If you have children, please don’t kid yourself. Yes, kids are resilient. Yes, they “bounce back”. But why should they have to? They may end up being “okay” but they will never be the same. They will never have what they could have if they grew up in a loving home with both of their parents. Just look at the facts (uh-oh, I said the f word!). Kids from broken homes are at significantly higher risk of depression, anxiety, suicide, drug use, criminal behaviors, and premarital sex (and babies and STDs). As their parents, you might have said that you would do anything for your children.
Are you willing to do whatever it takes to protect them from those terrible outcomes? If yes, doesn’t that include fighting to save your marriage? Anybody can quit. Not everybody chooses to fight. Like I said above, if you are in an abusive marriage, get help. Get out. Get safe. If your spouse is willing to get help and to take responsibility for his/her actions so that you (and your kids) are safe, then separate until that happens, get into therapy together and work through it. If they aren’t willing to get help, protect yourself!

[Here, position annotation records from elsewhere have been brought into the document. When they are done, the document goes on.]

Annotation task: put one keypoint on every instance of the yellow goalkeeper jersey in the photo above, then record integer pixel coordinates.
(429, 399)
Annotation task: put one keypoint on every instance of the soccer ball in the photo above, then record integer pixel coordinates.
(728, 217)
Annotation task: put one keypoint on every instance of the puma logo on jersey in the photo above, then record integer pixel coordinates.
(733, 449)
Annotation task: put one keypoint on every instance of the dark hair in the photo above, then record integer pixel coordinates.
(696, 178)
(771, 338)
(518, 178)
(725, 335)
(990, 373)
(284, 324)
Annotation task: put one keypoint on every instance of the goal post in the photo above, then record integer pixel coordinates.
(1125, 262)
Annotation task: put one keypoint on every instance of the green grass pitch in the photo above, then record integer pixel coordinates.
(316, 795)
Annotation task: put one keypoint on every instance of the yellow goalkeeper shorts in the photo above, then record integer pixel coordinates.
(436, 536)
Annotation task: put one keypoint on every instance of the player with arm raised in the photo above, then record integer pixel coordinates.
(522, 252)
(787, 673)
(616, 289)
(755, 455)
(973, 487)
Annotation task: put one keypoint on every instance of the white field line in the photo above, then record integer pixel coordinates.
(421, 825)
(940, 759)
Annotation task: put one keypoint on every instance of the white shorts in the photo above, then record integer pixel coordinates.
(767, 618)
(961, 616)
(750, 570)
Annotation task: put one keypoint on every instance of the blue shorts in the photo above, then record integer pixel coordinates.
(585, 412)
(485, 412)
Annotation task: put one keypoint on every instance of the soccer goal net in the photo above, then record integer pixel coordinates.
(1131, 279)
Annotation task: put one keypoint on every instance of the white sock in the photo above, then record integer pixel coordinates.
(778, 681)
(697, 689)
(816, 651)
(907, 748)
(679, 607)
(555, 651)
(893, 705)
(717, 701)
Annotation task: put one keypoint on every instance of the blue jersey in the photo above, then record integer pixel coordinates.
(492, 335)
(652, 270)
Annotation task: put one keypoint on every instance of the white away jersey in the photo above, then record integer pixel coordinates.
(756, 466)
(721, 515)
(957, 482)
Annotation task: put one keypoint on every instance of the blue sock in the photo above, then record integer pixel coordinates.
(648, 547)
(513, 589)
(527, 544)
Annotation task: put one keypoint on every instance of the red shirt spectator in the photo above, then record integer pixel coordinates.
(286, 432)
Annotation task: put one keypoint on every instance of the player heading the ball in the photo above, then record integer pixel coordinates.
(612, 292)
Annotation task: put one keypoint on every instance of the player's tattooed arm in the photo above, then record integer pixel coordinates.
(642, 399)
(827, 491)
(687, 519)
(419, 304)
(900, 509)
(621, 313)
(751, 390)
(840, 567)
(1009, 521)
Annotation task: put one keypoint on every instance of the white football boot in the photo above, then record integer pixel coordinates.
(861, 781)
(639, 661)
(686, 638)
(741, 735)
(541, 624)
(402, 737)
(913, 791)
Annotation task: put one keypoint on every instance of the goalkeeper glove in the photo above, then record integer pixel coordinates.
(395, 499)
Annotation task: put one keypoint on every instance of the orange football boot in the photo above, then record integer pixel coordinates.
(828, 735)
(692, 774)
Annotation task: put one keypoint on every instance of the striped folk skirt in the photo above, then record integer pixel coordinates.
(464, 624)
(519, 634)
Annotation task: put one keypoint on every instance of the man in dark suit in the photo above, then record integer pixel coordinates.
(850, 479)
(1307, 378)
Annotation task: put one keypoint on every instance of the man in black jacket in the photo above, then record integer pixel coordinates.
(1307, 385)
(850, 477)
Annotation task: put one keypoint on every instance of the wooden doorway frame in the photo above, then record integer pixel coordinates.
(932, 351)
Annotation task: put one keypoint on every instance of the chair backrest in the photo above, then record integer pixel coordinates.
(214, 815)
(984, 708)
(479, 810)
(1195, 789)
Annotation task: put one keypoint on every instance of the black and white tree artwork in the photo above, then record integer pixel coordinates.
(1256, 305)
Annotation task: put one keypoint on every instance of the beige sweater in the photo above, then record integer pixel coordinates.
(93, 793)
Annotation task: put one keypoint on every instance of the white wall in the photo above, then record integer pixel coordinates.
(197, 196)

I have seen couples come back from the brink of divorce where both of them have attorneys, have filed and have a court date. Through hard work and putting down anger, they worked through their issues and canceled the court date, choosing instead to fight the good fight together and stay married. I’ve also seen couples who could have redeemed their relationship fail to do so because one of them was so filled with resentment that they refused to let it go. You’ve met people like this, people so embittered that they can’t even consider saying something positive about the parent of their child(ren) who they used to love and wanted to build a life with. How sad is that?
So, how’s your gratitude doing today? Are you bitter and resentful? If yes, how’s that working for you? Consider trying this – think about the person you’re angry with and identify one thing about them that you admire or are grateful for. Focus on that. If you do, pay attention to what happens to your heart.